About 50 representatives of the local arts community gathered Dec. 11 to discuss a perennial problem: The lack of performance and rehearsal space in Pittsburgh for small and medium-sized arts groups ["Stage Fright," Nov. 19, 2003] . One irony was that the meeting, convened by the Greater Pittsburgh Arts Alliance, took place in one of the city's more distinctive newer art spaces: the Pittsburgh Glass Center, in Friendship. Another was that many participants came not simply to discuss the issue, but to offer some fairly concrete solutions.
Tom Sarver, of the South Side's Brew House Association, touted that building's "rough theater space." The 300-seat space has been used for everything from stage plays to rock shows, but "Right now it's very underutilized," said Sarver.
"When I hear dancers need studio space, I wonder what the issue is," said Beth Corning, the new artistic director of Dance Alloy. Corning said she has found and set up seating risers at the Alloy's Neighborhood Dance Center (just a block from the Glass Center). With a lighting grid and a sound system, she said, the space could host music or theater groups as well as dance.

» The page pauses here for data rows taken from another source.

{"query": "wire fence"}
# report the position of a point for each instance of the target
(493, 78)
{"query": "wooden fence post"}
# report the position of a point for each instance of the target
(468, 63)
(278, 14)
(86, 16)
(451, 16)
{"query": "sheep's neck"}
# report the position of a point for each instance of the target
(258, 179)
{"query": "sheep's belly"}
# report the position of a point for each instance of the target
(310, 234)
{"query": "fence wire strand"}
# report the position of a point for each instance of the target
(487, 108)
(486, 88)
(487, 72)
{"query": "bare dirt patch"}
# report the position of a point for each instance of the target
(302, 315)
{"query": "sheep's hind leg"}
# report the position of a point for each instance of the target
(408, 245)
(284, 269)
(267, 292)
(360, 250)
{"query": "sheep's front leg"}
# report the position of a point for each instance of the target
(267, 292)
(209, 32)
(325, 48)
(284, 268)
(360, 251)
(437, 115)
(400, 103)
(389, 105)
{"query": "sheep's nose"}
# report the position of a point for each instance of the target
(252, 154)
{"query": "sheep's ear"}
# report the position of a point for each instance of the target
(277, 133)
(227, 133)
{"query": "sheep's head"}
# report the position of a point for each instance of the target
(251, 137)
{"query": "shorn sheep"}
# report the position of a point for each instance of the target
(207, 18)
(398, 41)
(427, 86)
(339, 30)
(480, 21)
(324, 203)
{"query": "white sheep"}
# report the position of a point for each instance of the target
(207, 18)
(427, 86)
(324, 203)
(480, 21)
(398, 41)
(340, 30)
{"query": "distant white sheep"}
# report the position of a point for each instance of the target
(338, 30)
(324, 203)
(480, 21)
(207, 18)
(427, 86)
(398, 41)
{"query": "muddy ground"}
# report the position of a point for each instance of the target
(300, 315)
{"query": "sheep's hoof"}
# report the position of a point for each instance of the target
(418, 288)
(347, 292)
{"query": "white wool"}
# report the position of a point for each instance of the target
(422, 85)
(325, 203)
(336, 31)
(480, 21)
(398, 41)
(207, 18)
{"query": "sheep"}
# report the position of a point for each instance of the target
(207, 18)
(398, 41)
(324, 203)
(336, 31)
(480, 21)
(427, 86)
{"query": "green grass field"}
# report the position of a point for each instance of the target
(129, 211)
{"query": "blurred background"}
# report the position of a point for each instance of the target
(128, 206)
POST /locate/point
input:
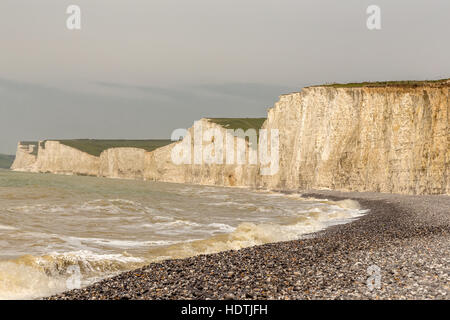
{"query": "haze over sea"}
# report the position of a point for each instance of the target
(51, 225)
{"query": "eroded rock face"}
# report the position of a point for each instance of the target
(364, 139)
(25, 157)
(122, 163)
(160, 167)
(383, 139)
(54, 157)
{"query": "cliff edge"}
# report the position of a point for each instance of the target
(383, 137)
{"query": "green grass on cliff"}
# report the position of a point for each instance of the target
(96, 147)
(410, 83)
(239, 123)
(6, 161)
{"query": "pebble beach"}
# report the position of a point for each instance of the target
(406, 238)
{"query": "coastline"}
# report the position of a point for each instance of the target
(406, 236)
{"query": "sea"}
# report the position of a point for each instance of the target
(62, 232)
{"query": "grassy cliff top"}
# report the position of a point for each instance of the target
(96, 147)
(6, 161)
(239, 123)
(406, 83)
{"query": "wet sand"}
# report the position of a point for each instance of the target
(406, 237)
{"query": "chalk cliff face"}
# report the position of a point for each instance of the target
(160, 166)
(54, 157)
(25, 157)
(124, 163)
(387, 139)
(384, 139)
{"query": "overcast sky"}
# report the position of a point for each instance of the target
(139, 69)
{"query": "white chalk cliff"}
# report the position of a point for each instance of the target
(385, 139)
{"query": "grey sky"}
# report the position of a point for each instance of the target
(139, 69)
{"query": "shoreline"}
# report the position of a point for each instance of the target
(406, 236)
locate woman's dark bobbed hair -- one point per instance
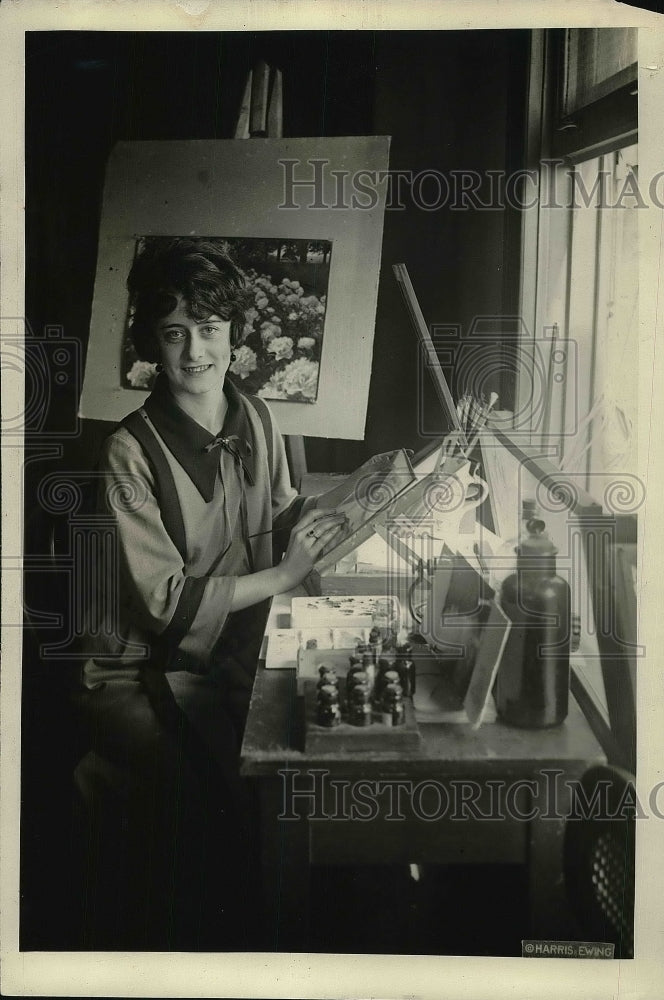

Meanwhile, Carolyn Tuminella, vice principal of the Pittsburgh High School for the Creative and Performing Arts, handed out color brochures touting CAPA's new Downtown building, which has two theaters and several rehearsal spaces available for rental. And Rebecca White of the Pittsburgh Cultural Trust said the Trust is busy renovating two adjoining Liberty Avenue buildings for gallery and possible performance space.

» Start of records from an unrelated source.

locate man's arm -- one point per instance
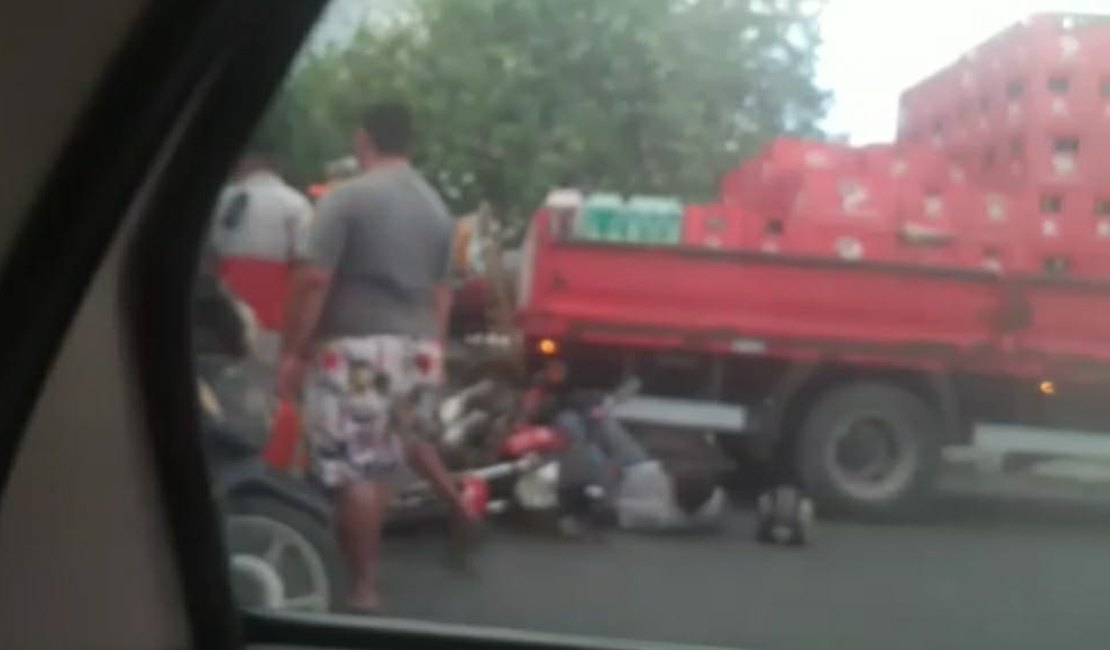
(305, 303)
(318, 245)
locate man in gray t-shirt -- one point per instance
(365, 327)
(386, 237)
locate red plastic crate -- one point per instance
(714, 226)
(1058, 224)
(851, 243)
(1053, 156)
(843, 199)
(910, 163)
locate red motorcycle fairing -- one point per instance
(532, 439)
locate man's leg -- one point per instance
(359, 520)
(425, 459)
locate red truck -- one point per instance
(850, 375)
(845, 314)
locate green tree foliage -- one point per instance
(514, 97)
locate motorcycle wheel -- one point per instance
(282, 558)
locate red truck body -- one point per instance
(809, 308)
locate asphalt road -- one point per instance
(982, 572)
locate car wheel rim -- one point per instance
(869, 458)
(256, 584)
(264, 548)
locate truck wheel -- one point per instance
(869, 450)
(282, 557)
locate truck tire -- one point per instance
(869, 450)
(282, 557)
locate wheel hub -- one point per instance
(275, 567)
(869, 458)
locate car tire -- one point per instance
(298, 548)
(910, 449)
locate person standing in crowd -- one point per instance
(365, 335)
(258, 227)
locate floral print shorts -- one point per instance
(364, 398)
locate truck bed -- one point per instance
(809, 308)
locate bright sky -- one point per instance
(874, 49)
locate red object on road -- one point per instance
(475, 495)
(281, 449)
(532, 439)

So -- problem solved? Unfortunately, no. Available spaces aren't necessarily affordable or even right for a particular group. "We have a Carnegie Hall, and it's fabulous," said Kate Granneman, of the Carnegie Library of Homestead. "The acoustics are so good they've made recordings in there ... And it's underutilized. It's available a lot. I'd like you to rent it." But the hall's $700-a-night price tag, not to mention its 1,000 seats, are beyond what many small groups can handle
"Right now in Pittsburgh we have a 10-year supply of empty space on the market," said Kyra Straussman, of the nonprofit Cool Space Locator. "We could start looking for you today and we would find it for you in six months." Groups simply must decide what they want and be willing to sign contracts to make rentals and renovations happen, Straussman said. "You are going to have to spend money," she said. "It's not going to be free."
Space can be cheaper than you think, though, noted Kelly-Strayhorn Theater Interim Director Robert Neu: Renting his theater on a Monday, Tuesday or Wednesday, for instance, costs practically half what it would on peak days. "You can make out like a bandit," Neu says.
Attendees also discussed Web-based sharing of information and the status of a plan to reopen the city-owned Hazlett Theater, but the constant theme was the song of the pocketbook. Noted Three Rivers Arts Festival Executive Director Elizabeth Reiss, funders are reluctant to cover increasing costs of doing business, like higher rents and insurance rates: "It's not availability, it's money."